Ensuring positive support
Person-centred care should ensure that each resident receives the correct amount and type of support to be able to receive a good diet full of nutrition. Having a good supply of adaptive cutlery and crockery can help you to help your residents to remain as independent for as long as possible. Developments in recent years have focussed on products that are dignified, rather than stigmatising, and if these products (such as lipped plates, two handled china cups and dignity napkins) are made available, they may help to reduce any embarrassment associated with requiring support. Dignity in dining should be afforded to all.

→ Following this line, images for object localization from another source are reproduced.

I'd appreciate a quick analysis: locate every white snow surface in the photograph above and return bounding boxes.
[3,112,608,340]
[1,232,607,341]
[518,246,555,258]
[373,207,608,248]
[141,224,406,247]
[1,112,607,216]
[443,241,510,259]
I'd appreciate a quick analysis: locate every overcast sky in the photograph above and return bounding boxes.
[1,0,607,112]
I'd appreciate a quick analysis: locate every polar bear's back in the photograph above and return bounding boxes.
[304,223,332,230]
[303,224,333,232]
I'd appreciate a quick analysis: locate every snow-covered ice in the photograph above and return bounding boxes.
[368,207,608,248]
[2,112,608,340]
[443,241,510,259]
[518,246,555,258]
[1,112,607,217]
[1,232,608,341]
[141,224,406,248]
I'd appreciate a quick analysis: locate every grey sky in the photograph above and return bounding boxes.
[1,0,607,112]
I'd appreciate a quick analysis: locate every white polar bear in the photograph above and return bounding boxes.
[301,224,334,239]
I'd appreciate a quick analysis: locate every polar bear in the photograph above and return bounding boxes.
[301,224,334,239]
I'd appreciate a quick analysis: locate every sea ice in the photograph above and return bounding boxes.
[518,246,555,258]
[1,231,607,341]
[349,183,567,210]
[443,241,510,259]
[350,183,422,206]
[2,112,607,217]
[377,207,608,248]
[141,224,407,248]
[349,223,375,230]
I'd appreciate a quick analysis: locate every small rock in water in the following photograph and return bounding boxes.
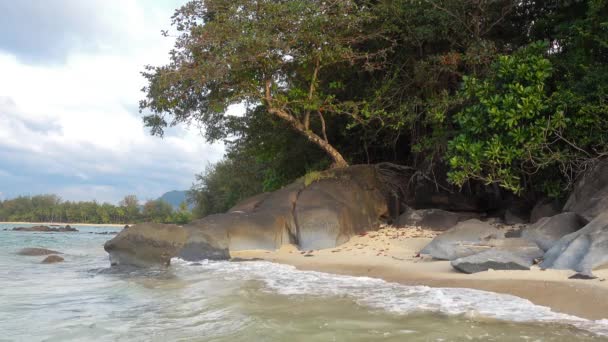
[41,255,64,264]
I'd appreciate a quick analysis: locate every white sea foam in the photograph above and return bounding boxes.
[172,258,608,336]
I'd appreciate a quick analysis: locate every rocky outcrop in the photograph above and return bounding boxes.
[396,207,478,231]
[104,223,189,266]
[451,248,543,274]
[294,167,388,250]
[42,255,64,264]
[105,165,391,266]
[17,248,62,256]
[419,219,505,260]
[530,199,561,223]
[12,225,78,232]
[540,213,608,273]
[521,212,586,251]
[563,159,608,221]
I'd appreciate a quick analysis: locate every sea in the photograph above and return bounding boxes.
[1,223,608,341]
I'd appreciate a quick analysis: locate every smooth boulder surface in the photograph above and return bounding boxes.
[17,248,62,256]
[41,255,64,264]
[420,219,505,260]
[521,212,586,251]
[451,249,539,274]
[396,207,478,231]
[295,166,387,250]
[541,213,608,272]
[104,223,189,267]
[563,159,608,221]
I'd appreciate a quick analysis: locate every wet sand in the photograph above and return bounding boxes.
[232,226,608,320]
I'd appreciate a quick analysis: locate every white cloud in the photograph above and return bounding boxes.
[0,0,226,203]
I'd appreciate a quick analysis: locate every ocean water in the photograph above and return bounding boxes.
[1,223,607,341]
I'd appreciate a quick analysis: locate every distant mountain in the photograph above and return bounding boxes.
[158,190,191,210]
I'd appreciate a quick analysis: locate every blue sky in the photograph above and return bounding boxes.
[0,0,225,203]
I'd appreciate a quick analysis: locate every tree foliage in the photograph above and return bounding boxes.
[140,0,390,167]
[157,0,608,213]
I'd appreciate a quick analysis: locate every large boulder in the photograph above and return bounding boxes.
[294,166,388,250]
[104,223,189,267]
[105,165,391,266]
[396,207,478,231]
[521,212,586,251]
[451,248,543,274]
[420,219,505,260]
[540,213,608,273]
[17,248,62,256]
[563,159,608,221]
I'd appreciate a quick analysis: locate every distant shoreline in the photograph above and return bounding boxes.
[0,222,127,227]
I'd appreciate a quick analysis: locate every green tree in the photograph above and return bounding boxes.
[140,0,389,168]
[447,41,608,196]
[143,199,174,223]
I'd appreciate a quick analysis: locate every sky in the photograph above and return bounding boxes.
[0,0,226,204]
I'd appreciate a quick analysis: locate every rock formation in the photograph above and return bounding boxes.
[541,213,608,273]
[521,212,586,251]
[105,165,391,266]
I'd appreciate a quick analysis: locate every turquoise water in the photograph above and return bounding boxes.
[1,223,607,341]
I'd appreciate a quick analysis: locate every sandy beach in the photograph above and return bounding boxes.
[0,222,127,227]
[232,226,608,321]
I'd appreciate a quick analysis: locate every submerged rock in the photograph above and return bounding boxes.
[522,212,586,251]
[396,207,478,231]
[41,255,64,264]
[541,213,608,273]
[17,248,62,256]
[420,219,504,260]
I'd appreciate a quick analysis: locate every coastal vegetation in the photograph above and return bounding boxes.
[0,194,193,224]
[138,0,608,217]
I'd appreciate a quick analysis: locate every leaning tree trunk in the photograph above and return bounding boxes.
[267,107,348,168]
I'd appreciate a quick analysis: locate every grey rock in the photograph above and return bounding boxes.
[530,199,561,223]
[451,249,541,274]
[420,219,505,260]
[104,223,189,267]
[563,159,608,221]
[541,213,608,272]
[396,207,478,231]
[522,212,586,251]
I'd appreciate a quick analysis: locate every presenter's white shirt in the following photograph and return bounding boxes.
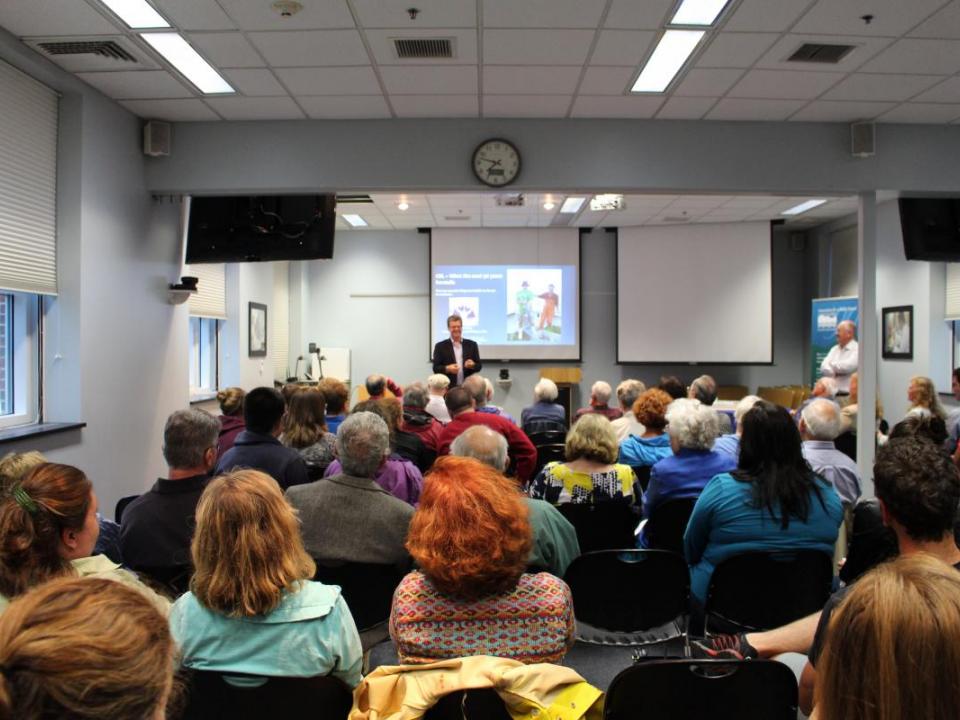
[453,340,464,386]
[820,339,858,393]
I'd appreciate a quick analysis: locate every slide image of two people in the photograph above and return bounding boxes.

Some residents may also require full assistance to eat their meals and this again should be offered and carried out in a sensitive manner. Standing over people to assist not only draws attention to the resident but also increases the risk of the person choking if they are having to overextend their neck. It can also be quite an intimidating experience for the resident and may lead to feelings of being rushed or ‘fed’ rather than a pleasant dining experience where both food, nutrition and company are enjoyed.
Getting nutrition right is extremely satisfying for all. Residents who eat and drink well will benefit in so many areas including increased energy levels, quality sleep and better physical health. Catering staff will feel a greater sense of satisfaction in their roles if their talents are show-cased and enjoyed by all. Care staff will feel less rushed if they take the time to focus on the importance of food as a whole; having greater opportunities to get to know their residents better and offering a far more personalised service. They may even get to relax with residents and enjoy a light snack as part of the new dining experience, therefore helping everyone to look forward to mealtimes.